Valdis Dombrovskis, vice-president of the European Commission, called for an inquiry into whether BaFin had "breached EU law", as the case could have extremely negative and long-term implications for investor confidence in the EU, according to a FT article. No one believes that such an investigation will yield any result.
The initial reaction of the BaFin leadership seemed right out of the "Casablanca" movie, where captain Renault was saying he was shocked by the existence of illegal gambling in Rick's cafe, while receiving his winnings.
Felix Hufeld, president of BaFin, recently said that "this was a classic case of criminal behavior," according to The Telegraph. Discussing the article, one reader was quick to point out that there was at least one "positive" aspect to the whole story: "Now you know which audit firm to hire if you are planning a major financial fraud."
Following the "failure" of German supervisors, numerous proposals for reforming supervisory activities emerged, and the most absurd came from Lorenzo Bini Smaghi, president of Societe Generale and a former member of the ECB's executive board.
Bini Smaghi argues that a single financial market supervisor is needed at European level, without taking into account the extreme level which the feeling of false security of financial service users and investors can reach.
And then, how can the principle of "revolving doors" between supervisors and supervisors be "forgotten", perfectly illustrated by the recent case of the former executive director of the European Banking Authority (EBA), who "got his transfer" to the position of executive director of the main banking lobby group, the Association for Financial Markets in Europe (AFME)?
Former banker Martin Hutchinson recently wrote on his website that "even German watchdogs are useless." In his view, "if anyone can make a regulatory and supervisory framework work, then the Germans are it", and the scandal surrounding the Wirecard shows that the problem could be, in fact, another one: "regulations cannot detect fraud."
Hutchinson's conclusion is that "regulation of financial markets is unnecessary" because "it does not provide significant protection for consumers or counterparties."
The former banker also points out that this does not mean a return to the "law of the jungle", as long as a number of radical reforms are implemented, the most important of which being the interest rate policy.
With central banks imposing a downward trend in interest rates in recent decades, financial asset prices have risen sharply, Hutchinson points out, and this has made "financial engineering" more profitable than productive investment and innovation.
A hike of the interest rates would have the effect of reducing the attractiveness of the financial sector, according to the former banker, and among the effects would be a significant reduction in the number of fraud cases.
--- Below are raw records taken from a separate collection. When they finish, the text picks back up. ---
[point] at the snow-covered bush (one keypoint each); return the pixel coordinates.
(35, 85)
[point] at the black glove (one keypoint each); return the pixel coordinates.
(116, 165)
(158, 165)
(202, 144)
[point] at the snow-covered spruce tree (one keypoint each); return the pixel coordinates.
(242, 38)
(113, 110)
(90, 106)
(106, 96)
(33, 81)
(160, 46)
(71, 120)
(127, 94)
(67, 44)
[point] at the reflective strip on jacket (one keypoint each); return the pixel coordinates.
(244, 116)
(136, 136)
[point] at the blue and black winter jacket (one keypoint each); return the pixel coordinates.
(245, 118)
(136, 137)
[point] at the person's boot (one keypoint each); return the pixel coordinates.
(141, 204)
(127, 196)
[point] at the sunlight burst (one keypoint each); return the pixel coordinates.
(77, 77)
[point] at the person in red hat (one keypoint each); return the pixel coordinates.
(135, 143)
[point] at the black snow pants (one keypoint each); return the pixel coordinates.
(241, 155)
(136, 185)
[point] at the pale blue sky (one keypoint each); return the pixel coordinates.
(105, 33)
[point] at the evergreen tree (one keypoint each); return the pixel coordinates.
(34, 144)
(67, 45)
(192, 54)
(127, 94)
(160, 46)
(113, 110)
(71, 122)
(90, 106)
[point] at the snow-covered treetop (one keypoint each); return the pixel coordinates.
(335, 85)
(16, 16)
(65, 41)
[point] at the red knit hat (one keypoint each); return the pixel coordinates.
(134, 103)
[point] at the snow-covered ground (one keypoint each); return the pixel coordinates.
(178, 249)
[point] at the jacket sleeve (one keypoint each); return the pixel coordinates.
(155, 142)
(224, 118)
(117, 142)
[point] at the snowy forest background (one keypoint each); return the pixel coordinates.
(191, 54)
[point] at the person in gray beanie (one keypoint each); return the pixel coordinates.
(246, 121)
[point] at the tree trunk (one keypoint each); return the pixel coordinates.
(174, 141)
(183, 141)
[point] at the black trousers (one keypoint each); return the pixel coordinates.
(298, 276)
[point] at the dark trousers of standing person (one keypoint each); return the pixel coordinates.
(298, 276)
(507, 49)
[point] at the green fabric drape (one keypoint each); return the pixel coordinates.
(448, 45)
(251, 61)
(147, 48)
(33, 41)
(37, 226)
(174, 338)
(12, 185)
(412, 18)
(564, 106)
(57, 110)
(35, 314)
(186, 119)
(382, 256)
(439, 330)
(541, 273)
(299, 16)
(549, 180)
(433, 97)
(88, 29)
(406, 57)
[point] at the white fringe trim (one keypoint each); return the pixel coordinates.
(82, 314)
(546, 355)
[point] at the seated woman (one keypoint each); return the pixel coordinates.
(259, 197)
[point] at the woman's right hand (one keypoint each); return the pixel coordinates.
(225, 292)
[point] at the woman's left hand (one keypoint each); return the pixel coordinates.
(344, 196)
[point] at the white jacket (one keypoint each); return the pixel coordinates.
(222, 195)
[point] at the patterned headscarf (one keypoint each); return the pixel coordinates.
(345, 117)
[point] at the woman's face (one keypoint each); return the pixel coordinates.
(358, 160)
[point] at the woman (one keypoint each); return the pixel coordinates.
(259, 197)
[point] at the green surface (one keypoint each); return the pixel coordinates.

Aside from the curative effect of interest rates closer to normal, the sanitization of financial services, especially among those of systemic is not possible without a harsh application of the "skin in the game" principle, corresponding to a strong material and criminal liability, both for regulators as well as for auditors.
Any other attempt at "reform", which does not include the full liberalization of the financial audit market and the principle of extended liability, will be useless and particularly costly, given that it can offer nothing but a sense of false security and the illusion of control.